话说丹阳县知县正准备吩咐行刑的官差用夹棍夹雷鸣、陈亮,忽然听到外面传来一声喊嚷:“大老爷冤枉!”说这句话的,正是济公禅师。
书中交代:
道济和尚从哪来呢?
原来济公禅师由藏珍坞用八卦炉火烧死了神术士韩祺,吓得赤发灵官邵华风和一干群贼四散奔逃,道济和尚并不深为追赶。
降龙罗汉尊者再世灵隐寺圣僧道济猛然打了一个冷战,于是按下脑门灵光一算,早已经觉察明白,知道雷鸣、陈亮有难。
道济和尚心想:自己不能不管这两个好徒弟。于是道济和尚由藏珍坞这才顺大路径奔丹阳县而来。
这天,道济和尚走在海潮县地面,眼前流水,南北有一道桥。
道济和尚正走到这座镇店,旁边过来一个人说:“和尚你别走,我们这本地有一件奇怪的新闻事。”
道济和尚说:“出了什么奇怪的新闻事?”
这个人回答说:“我们这地方叫石佛镇,南村口外路北有一座石佛院,多年坍塌失修,也没有和尚老道。

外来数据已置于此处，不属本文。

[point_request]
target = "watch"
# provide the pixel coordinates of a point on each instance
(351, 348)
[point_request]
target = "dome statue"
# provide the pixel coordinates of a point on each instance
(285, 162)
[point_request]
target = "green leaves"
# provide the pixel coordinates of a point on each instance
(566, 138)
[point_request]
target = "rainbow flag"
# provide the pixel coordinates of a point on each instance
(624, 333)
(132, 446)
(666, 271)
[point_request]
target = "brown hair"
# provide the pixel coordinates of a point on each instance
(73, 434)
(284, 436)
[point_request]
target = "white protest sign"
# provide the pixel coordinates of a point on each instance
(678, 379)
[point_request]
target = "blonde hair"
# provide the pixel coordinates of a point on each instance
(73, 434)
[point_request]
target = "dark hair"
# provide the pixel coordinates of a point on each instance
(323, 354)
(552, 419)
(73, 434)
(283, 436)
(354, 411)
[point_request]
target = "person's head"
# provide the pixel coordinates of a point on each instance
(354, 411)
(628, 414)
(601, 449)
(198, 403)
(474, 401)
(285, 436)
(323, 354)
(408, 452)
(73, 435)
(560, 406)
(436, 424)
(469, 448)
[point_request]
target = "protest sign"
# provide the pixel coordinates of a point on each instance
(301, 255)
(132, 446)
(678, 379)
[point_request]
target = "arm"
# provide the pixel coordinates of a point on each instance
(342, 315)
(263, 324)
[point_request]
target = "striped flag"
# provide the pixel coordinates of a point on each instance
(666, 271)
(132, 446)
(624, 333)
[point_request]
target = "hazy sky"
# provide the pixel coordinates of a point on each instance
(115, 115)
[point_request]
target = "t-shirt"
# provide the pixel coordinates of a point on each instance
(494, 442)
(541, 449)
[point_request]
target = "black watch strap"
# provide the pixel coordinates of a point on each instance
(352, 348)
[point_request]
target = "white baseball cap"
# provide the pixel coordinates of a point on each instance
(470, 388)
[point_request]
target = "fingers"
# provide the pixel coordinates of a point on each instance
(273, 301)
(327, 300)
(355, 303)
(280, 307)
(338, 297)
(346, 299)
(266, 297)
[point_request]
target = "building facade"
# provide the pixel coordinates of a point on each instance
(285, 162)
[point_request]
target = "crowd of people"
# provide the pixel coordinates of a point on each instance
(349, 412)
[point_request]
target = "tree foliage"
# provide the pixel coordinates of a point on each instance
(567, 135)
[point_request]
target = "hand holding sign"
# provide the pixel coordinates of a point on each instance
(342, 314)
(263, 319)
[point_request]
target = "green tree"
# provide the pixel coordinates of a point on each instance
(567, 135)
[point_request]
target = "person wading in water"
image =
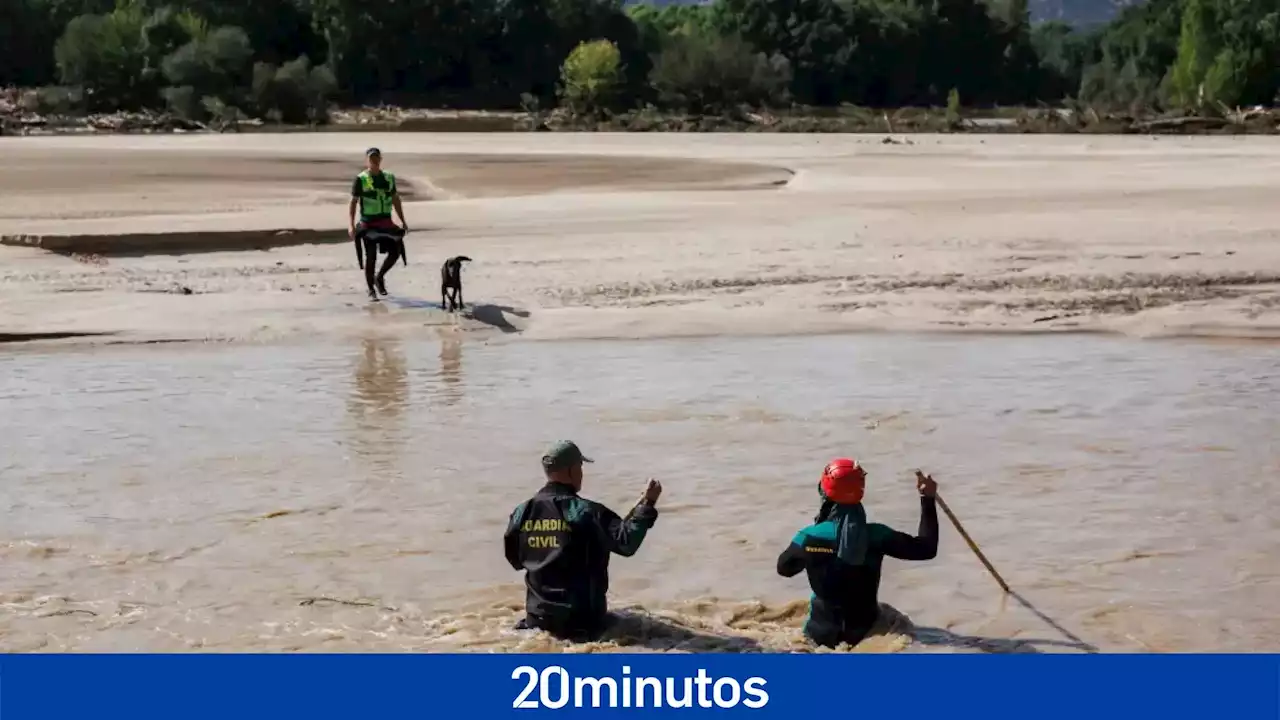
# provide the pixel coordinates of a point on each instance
(563, 542)
(375, 195)
(842, 554)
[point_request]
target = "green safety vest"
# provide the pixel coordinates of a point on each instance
(376, 201)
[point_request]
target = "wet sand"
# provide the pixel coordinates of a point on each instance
(626, 236)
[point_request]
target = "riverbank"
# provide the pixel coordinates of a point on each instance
(19, 118)
(634, 235)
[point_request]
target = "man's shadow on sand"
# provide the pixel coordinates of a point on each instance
(492, 315)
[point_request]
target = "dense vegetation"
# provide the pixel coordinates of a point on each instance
(289, 59)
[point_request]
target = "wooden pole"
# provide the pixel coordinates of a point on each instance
(973, 546)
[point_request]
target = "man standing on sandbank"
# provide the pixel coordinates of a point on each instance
(375, 194)
(563, 542)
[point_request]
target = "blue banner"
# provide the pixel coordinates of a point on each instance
(467, 687)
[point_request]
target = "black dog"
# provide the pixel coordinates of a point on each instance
(451, 283)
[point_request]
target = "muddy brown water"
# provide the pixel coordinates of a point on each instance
(352, 495)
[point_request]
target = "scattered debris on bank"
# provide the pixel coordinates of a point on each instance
(18, 117)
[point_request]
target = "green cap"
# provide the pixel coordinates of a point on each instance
(563, 454)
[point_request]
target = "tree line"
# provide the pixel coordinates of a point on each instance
(291, 59)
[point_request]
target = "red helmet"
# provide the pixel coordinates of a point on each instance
(844, 481)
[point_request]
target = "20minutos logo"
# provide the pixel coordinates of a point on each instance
(553, 688)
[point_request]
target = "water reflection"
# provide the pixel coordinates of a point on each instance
(451, 370)
(378, 402)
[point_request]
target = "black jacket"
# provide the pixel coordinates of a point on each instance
(563, 545)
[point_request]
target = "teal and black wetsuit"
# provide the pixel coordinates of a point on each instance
(845, 596)
(563, 543)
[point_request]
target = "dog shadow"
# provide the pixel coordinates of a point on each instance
(492, 315)
(496, 315)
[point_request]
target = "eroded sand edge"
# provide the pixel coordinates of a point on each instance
(648, 236)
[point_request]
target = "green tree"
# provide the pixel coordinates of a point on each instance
(106, 57)
(592, 76)
(703, 72)
(1196, 53)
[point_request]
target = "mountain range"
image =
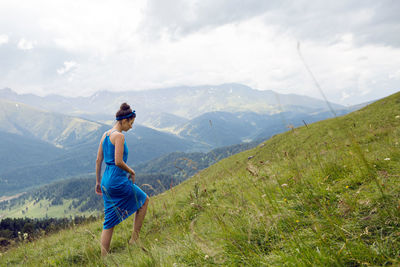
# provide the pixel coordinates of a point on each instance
(55, 137)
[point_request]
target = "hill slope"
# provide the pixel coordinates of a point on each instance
(324, 195)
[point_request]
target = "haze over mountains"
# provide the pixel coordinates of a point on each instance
(55, 137)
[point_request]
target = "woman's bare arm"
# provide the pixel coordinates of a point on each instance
(119, 152)
(99, 161)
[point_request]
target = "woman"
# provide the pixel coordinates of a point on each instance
(121, 196)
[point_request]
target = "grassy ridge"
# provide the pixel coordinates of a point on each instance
(326, 194)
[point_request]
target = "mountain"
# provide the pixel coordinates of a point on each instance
(325, 194)
(74, 196)
(42, 146)
(58, 129)
(185, 101)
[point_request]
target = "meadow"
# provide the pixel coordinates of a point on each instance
(324, 194)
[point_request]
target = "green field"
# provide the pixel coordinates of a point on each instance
(324, 195)
(43, 208)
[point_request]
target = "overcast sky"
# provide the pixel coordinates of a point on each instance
(79, 47)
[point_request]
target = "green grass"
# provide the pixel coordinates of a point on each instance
(324, 195)
(42, 208)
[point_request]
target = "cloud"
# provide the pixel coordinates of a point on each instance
(25, 45)
(370, 21)
(351, 46)
(3, 39)
(68, 66)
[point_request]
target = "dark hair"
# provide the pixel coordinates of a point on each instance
(124, 109)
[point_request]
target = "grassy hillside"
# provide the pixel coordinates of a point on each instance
(325, 195)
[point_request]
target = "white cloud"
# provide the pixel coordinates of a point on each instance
(25, 44)
(129, 45)
(68, 65)
(3, 39)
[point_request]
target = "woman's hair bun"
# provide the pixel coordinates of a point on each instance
(124, 106)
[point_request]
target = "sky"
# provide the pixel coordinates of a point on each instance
(75, 48)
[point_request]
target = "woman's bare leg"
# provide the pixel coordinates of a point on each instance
(139, 217)
(106, 240)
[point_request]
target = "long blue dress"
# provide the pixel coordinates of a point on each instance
(121, 197)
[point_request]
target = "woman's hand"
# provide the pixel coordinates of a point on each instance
(98, 189)
(132, 176)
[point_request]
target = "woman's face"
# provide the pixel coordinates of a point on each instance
(127, 124)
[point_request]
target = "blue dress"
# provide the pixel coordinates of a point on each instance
(121, 197)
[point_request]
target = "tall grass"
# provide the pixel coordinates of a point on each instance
(322, 195)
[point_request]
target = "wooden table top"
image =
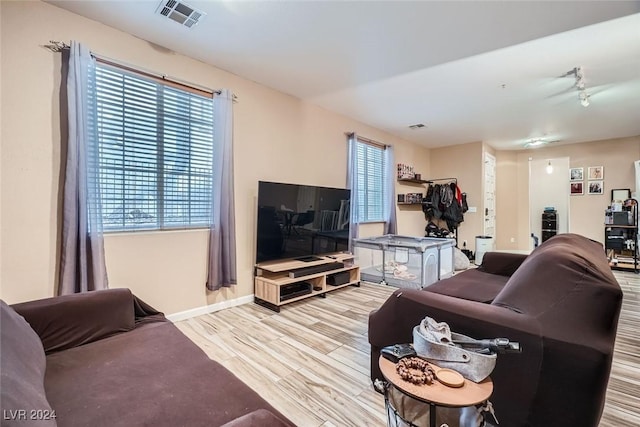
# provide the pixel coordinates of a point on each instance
(469, 394)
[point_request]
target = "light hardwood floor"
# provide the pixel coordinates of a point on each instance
(311, 360)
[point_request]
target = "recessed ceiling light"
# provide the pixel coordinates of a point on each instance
(180, 12)
(537, 142)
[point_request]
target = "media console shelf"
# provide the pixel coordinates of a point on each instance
(284, 281)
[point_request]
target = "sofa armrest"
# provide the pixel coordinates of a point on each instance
(515, 376)
(71, 320)
(501, 263)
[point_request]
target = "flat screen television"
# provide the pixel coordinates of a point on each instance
(301, 221)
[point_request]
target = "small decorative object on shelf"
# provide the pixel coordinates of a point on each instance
(406, 172)
(415, 370)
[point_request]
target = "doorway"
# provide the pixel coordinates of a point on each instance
(548, 189)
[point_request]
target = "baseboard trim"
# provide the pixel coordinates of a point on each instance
(211, 308)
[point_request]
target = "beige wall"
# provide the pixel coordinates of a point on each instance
(464, 162)
(277, 138)
(586, 213)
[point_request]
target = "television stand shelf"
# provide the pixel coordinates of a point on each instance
(284, 281)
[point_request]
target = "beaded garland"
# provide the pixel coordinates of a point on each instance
(415, 371)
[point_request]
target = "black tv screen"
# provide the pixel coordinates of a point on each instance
(301, 221)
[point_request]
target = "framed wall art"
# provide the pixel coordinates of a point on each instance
(596, 172)
(576, 189)
(576, 174)
(596, 187)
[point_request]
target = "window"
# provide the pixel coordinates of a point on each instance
(155, 148)
(370, 182)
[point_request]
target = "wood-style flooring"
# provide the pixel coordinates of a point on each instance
(311, 360)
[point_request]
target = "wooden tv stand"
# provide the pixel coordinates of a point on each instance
(281, 282)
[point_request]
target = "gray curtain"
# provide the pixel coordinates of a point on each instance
(82, 263)
(352, 184)
(222, 236)
(389, 208)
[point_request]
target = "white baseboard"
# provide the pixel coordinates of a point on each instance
(188, 314)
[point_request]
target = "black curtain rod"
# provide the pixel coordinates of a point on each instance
(58, 46)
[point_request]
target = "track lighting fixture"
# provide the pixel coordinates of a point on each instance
(581, 85)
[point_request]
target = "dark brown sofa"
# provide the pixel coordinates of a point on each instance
(105, 358)
(561, 303)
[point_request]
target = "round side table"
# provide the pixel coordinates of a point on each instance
(436, 394)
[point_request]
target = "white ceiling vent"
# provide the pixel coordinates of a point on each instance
(180, 12)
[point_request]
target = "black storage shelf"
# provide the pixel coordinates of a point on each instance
(615, 238)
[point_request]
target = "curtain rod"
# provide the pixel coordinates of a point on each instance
(367, 140)
(57, 46)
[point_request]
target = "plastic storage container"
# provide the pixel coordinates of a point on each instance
(402, 261)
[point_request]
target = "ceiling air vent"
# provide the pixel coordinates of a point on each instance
(180, 12)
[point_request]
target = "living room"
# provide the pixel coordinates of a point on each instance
(277, 137)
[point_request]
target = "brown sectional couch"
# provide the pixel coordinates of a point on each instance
(561, 303)
(105, 358)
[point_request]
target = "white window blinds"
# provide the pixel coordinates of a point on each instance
(155, 145)
(370, 182)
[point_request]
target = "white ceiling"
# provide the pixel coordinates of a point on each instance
(469, 70)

头三天石佛显圣,石像由庙里自己出来,站在石桥上,过路人就得给钱,不论多少。
要不给钱,石佛就不叫过去,吓的人多了。
石像会化缘,你说这事新鲜不新鲜?
有和尚老道化缘,或钉钉或拉锁,没听见说石佛会化缘的!”
济公禅师一听,用手一按顶门灵光,早已明白,于是说:“那要是不给钱,硬是从桥上走那行不行呀?”
这个人说:“不行,多少总得给钱,要不然过不去。
现在我们村庄内众会首大众给石佛烧香许愿,帮助化缘修庙,求石佛别吓唬人。
给佛脖子上挂着一个黄口袋,上写募化十方,
在桥上搁着一个大笸萝,过路人走在那里,就得摔钱。这三天见了钱不少了,不信你瞧瞧去。”
道济和尚迈步往前走,来到南村口一看,果然看见南北一道桥,桥上站着一位大石佛。
道济和尚眼见着村口路东有一座酒馆,走过去。
道济和尚进去这个酒馆里要酒要菜,自斟自饮,就听酒饭座大家谈论这件事。
道济和尚吃完了一算帐,伙计说:“二百六十钱。”
道济和尚说:“给我写上吧。”
伙计说:“不行,柜上没帐。”
和尚说:“不写帐,跟我拿去。”
伙计说:“上哪拿去?”
道济和尚说:“到大桥上石佛跟前那大笸箩里拿去。”
伙计一听,连忙说:“那可不敢。我们本地有不信服的人,过去抓钱,立时就有灵验,不是脑袋痛,站不起来;
再不然就是一弯腰,腰直不起来。”
道济和尚说:“我拿钱你瞧着。”
伙计说:“就是,我就跟你去。”
道济和尚走出了酒馆,来到大桥上,伸手由笸箩抓了钱,数了二百六十钱,给了酒铺伙计。
大众看见道济和尚也没怎么样。
众人纷纷感到疑惑不解,说:“真怪,别人要一抓钱,立刻就报应。石佛化缘给和尚化,也不显应了。这倒不错。”
正说着话,只听北边一声“无量佛”,说:“道济,这乃佛祖的善缘,也是你乱动的么?”
众人一看,由石佛院庙里出来一个老道,头戴青布道冠,身穿蓝布道袍,青护领相衬,腰系杏黄丝绦,白袜云鞋,面如三秋古月,发如三冬雪,鬓赛九秋霜,一部银须,洒满胸前,左手提着小花篮,右手拿着萤刷,身背后背定乾坤奥妙大葫芦。
来者非别人,乃是天台山上清宫东方太悦老仙翁,外号昆仑子。
原来东方太悦老翁闲暇无事,下了天台山,闲游三山,闷踏五岳。
前者,东方太悦老仙翁到临安去访济公禅师没见着,这天走在这石佛镇,瞧见这座石佛院,众墙坍塌,殿宇歪斜,多年失修,并没有人主 持。
东方太悦老仙翁口念无量佛,善哉,善哉,自己心里头一想:徒弟夜行鬼小昆仑郭顺没有庙。
东方太悦自己一想,有心把这座庙修盖起来给郭顺,又可以做上清宫的下院,无奈工程浩大,独力难成。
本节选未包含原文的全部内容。